Con los aromas, además, es posible marcar los tiempos de una fiesta. Para una recepción, por ejemplo, se pueden seleccionar notas olfativas florales que transmitan frescura y reemplazarlas minutos después por un aroma a melón que anticipe la llegada de la comida. Más tarde, un irresistible olor a café, a bizcochuelo, a chicle o a pochoclos puede ser la presentación inconfundible de la mesa dulce. Para contrarrestar la timidez de algunos y provocar en todos los presentes ganas de bailar y divertirse, el momento del baile puede ser complementado con fragancias estimulantes como la menta o aquellas que reproducen el aroma a playa.

Si el presupuesto lo permite, además, pueden confeccionarse souvenirs que, además de bellos a nivel visual, sean dignos de elogiar por tener la particularidad de ser perfumados.

Como sabrán por experiencia propia, son muchos los puntos que hay que tener en cuenta para sorprender a amigos y familiares durante una celebración importante, pero pocas ideas tienen resultados tan impactantes como la estimulación del olfato. ¿La razón? No siempre se valora la importancia que este sentido tiene en la formación de recuerdos y en el ánimo humano, y ese poder invisible es el que lo distingue y genera fascinación.

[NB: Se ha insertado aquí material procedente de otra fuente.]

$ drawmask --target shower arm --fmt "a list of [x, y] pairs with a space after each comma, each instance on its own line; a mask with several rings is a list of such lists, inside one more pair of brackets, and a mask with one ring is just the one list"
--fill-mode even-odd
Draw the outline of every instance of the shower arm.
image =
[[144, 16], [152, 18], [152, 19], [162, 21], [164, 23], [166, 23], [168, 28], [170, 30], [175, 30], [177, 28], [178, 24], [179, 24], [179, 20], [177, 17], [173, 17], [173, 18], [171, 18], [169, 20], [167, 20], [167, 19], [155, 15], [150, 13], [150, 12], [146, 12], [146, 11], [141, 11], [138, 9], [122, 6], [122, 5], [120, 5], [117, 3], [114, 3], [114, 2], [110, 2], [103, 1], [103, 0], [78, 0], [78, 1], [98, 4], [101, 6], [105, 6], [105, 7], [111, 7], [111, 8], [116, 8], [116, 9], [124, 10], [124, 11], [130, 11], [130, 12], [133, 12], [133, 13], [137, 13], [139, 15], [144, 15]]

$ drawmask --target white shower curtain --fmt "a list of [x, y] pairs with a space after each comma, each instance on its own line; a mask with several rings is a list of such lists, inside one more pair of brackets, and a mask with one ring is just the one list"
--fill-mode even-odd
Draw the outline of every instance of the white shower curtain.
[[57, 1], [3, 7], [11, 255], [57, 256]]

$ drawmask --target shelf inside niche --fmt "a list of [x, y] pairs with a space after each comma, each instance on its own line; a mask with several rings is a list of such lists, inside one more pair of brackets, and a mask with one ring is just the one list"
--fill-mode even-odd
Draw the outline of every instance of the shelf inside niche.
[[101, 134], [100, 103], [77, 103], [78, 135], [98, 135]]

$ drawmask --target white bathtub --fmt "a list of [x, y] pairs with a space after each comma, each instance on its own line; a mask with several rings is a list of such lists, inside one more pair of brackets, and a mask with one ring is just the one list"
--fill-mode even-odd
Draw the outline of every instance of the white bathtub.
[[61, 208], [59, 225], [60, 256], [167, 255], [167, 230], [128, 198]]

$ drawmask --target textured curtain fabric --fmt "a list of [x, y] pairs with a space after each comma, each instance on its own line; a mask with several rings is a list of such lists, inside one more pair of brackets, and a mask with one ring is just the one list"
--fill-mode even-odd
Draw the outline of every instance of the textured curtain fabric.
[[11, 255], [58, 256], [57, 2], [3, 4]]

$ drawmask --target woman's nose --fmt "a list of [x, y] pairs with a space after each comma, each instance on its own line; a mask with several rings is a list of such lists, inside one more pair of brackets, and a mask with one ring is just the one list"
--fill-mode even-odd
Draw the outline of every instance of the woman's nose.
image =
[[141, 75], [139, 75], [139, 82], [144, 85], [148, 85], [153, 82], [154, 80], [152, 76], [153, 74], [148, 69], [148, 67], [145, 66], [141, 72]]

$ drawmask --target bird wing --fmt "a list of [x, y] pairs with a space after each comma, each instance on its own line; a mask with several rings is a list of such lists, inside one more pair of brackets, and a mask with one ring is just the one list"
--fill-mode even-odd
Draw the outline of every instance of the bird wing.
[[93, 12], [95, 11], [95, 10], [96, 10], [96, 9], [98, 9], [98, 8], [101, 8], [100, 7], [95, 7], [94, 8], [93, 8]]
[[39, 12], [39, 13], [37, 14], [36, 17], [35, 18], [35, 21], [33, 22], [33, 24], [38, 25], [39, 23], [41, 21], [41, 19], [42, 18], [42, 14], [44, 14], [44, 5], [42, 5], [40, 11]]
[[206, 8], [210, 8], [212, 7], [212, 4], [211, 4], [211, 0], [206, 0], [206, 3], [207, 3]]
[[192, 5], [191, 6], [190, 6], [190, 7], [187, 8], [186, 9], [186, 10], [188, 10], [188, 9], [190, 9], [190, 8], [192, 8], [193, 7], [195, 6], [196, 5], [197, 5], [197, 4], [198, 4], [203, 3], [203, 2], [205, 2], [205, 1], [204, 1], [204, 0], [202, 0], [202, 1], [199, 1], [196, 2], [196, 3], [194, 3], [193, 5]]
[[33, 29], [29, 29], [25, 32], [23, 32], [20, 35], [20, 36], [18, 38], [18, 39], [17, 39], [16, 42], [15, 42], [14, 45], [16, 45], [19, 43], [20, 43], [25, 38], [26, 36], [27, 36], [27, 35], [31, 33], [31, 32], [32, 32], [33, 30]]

En este caso, no se trata de confiar en estadísticas, seguir consejos ni creer en los dichos de nadie: si estás organizando una fiesta para celebrar un acontecimiento importante de tu vida, animate a embellecer el ambiente con alguna fragancia que consideres apropiada y en su dosis justa (no olvides que los aromas pueden llegar a provocar rechazo si son demasiado intensos) y comprobarás que tus invitados, aunque ellos no sepan explicarlo, quedarán encantados con la reunión y la recordarán con admiración aún muchos años después de haber asistido a ella.